Human Factors (interchangeable with ergonomics) is a scientific discipline which aims to enhance the relationship between people and systems to optimise safety and performance in the workplace.
Failure to properly consider Human Factors can result in systems that make it difficult for people to perform at their best impacting negatively on productivity, safety and cost, as well as worker health and well-being.
People are relied upon to make up for flaws in system design and may be blamed when things go wrong. Later re-engineering systems to rectify such flaws is expensive and can so easily be avoided if Human Factors is integrated early into the design process.
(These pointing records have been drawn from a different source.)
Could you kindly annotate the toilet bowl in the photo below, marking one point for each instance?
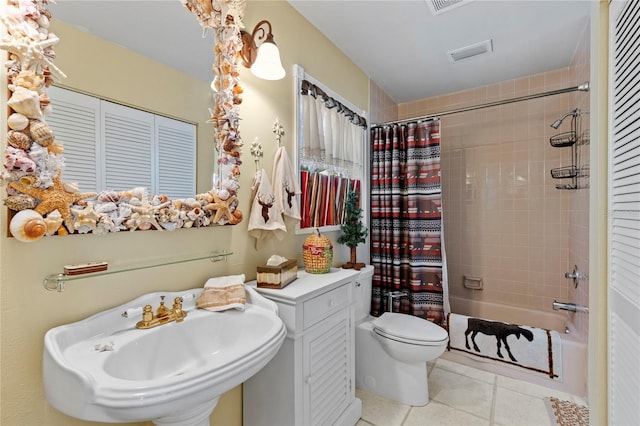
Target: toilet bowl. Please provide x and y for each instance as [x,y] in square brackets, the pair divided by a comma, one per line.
[392,350]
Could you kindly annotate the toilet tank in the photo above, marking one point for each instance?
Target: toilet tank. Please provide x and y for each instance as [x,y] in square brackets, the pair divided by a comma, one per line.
[362,293]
The Human Factors discipline considers the factors that affect human performance in three inter-related areas:
- job and workplace factors
- individual factors
- organisational factors
Specifically, what people are being asked to do and with what (the task, its characteristics and the associated equipment), who is doing it (the individual and their competence) and where they are working (the organisation and its attributes), all of which are influenced by the wider societal concern.
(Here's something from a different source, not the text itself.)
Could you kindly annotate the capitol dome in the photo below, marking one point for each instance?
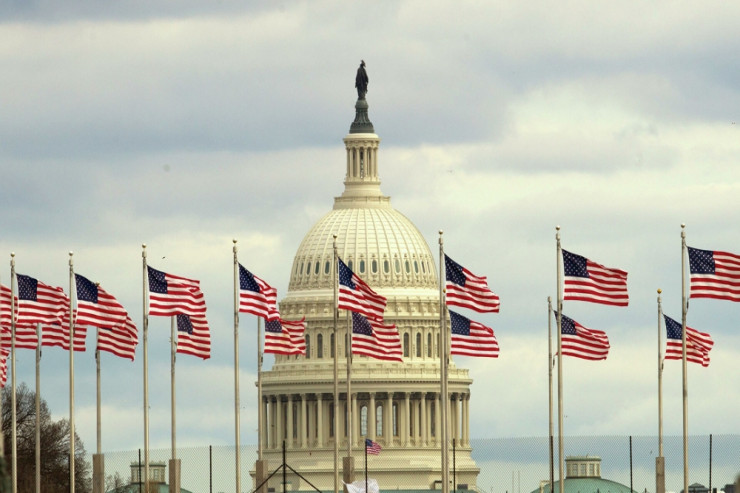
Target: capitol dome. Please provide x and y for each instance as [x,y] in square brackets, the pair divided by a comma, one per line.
[396,404]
- we want to see early integration of Human Factors into the design process for new rail systems and technologies and it embedded throughout the whole lifecycle
- we would like operations and maintenance staff to be supported in their everyday tasks through competence management systems, fatigue risk management systems and well-designed tasks and procedures
- we want Human Factors techniques included in risk assessment and risk management to identify potential sources of error as well as risk control
- we would like dutyholders to have incident investigation processes that identify the underlying causes that influence human performance and not to focus solely on an individual’s actions
Greater understanding and recognition of the value of Human Factors particularly among key stakeholders would help prioritise the embedding of competent Human Factors practitioners in the rail industry to deliver the safety and performance benefits of a Human Factors approach.